In Hyderabad district, main markets, bazaars and shops remained closed and vehiclar traffic off the road in two talukas, Hyderabad and Latifabad, but the routine life in Qasimabad was not affected.
The MQM had given the call late on Tuesday evening in protest against a siege by a Rangers team of a neighbourhood within the PIB Colony in Karachi for the arrest of an MQM member of the Sindh Assembly, Kamran Farooqui, wanted by the law-enforcement agencies in some criminal cases.
Dr Farooq Sattar, MQM’s parliamentary party leader in the National Assembly, reacted sharply over the siege when the Rangers team knocked at the door of his house, situated within the neighbourhood, to ask his family if MPA Farooqui had taken shelter inside. Later, the party’s coordination committees in Karachi and London also strongly condemned the siege of “Dr Sattar’s house and neighbourhood” and urged MQM supporters to observe a strike across the province on Wednesday to register their protest.
However, reports from most districts of the interior of Sindh suggested that routing trade, business and commercial activities began as usual in the morning and continued without any disruption into the evening.
In the Hyderabad and Latifabad talukas of Hyderabad district, no main markets, bazaars and commercial establishments opened in the morning and stayed closed in the afternoon even after MQM’s appeal, made at around 2pm, calling off the strike.
Groups of enraged activists were seen raising slogans against the siege and placing burning tyres in the middle of a few roads in Latifabad in the morning. They littered the roads with bricks to disrupt flow of vehicular traffic if it emerged on the thoroughfares.
However, no violent incident took place as a complete shutdown was observed in both the talukas from dawn to dusk.
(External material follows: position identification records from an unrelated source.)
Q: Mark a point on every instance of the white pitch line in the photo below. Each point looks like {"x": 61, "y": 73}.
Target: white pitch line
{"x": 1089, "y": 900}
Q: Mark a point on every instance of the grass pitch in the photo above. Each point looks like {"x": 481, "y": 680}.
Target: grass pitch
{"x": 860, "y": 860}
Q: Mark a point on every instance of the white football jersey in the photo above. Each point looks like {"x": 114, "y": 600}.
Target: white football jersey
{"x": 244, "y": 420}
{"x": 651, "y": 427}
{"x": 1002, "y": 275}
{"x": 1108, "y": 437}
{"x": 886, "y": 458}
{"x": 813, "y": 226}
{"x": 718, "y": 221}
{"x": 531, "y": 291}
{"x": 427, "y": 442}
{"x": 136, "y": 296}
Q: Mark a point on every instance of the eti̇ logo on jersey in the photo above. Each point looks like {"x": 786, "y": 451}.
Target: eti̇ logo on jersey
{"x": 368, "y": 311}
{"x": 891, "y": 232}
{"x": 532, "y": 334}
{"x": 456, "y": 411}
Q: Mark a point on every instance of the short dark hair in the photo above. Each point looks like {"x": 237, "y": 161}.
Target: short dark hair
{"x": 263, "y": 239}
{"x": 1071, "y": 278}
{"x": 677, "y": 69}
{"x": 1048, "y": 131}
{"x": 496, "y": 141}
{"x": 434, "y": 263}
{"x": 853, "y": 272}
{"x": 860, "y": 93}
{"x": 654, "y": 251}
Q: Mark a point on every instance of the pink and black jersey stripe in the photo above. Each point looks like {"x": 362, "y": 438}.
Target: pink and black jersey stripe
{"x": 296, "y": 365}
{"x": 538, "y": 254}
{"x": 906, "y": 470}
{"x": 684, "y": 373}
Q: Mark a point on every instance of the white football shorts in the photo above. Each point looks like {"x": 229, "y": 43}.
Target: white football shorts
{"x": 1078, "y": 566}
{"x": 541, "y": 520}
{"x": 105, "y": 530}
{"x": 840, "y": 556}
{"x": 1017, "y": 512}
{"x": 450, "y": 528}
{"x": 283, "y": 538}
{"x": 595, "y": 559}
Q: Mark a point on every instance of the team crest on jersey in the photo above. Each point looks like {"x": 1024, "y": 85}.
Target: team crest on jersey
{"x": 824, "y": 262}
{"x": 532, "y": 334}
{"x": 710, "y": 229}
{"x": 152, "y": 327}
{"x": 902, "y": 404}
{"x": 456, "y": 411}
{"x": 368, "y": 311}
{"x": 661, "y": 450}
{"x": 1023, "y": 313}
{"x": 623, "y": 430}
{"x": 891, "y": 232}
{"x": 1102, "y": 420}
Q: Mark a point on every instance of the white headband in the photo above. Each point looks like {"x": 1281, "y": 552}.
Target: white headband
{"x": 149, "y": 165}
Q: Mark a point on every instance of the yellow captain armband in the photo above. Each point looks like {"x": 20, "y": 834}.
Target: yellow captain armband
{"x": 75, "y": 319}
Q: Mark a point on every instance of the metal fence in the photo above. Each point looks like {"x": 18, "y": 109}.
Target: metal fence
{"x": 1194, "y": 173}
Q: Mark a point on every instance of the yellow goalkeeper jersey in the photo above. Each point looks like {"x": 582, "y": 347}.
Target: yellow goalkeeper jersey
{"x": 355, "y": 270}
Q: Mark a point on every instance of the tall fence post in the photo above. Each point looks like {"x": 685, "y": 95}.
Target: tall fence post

Fuel stations and small shops also remained closed.
Police and Rangers kept patrolling in various parts of Hyderabad district to meet any eventuality but did not intervene when activists raised slogans and burned tyres at certain places.
In the evening, a number of MQM activists held a demonstration outside the local press club.
The participants, led by MQM lawmakers Sabir Qaimkhani, Rashid Khilji, Ayesha Aftab and Waseem Hussain, raised slogans against “oppression” against their party and leaders by the Sindh Rangers and other law-enforcement agencies and demanded an immediate halt to it.
Speaking to the partipants, who were carrying placards and banners, the lawmakers alleged that state machinery was being used to crush the MQM under a conspiracy.
They warned that such attempts and conspiracies would only provoke a revolt.
In Qasimabad taluka, the strike call was totally ignored.
A shutdown was observed in Mirpurkhas city, where markets, bazzars, shops, fuel stations and commercial concerns did not open in the first half of the day.
Reports from other parts of Sindh, including Matiari, Tando Mohammad Khan, Jamshoro, Tando Allahyar, Badin, Shaheed Benazirabad, Sanghar, Shikarpur, Jacobabad, Sukkur and Khairpur, suggested that normal trade, business, commercial and educational activities remained unaffected by the strike call. No disruption in vehicular traffic on roads and highways was reported.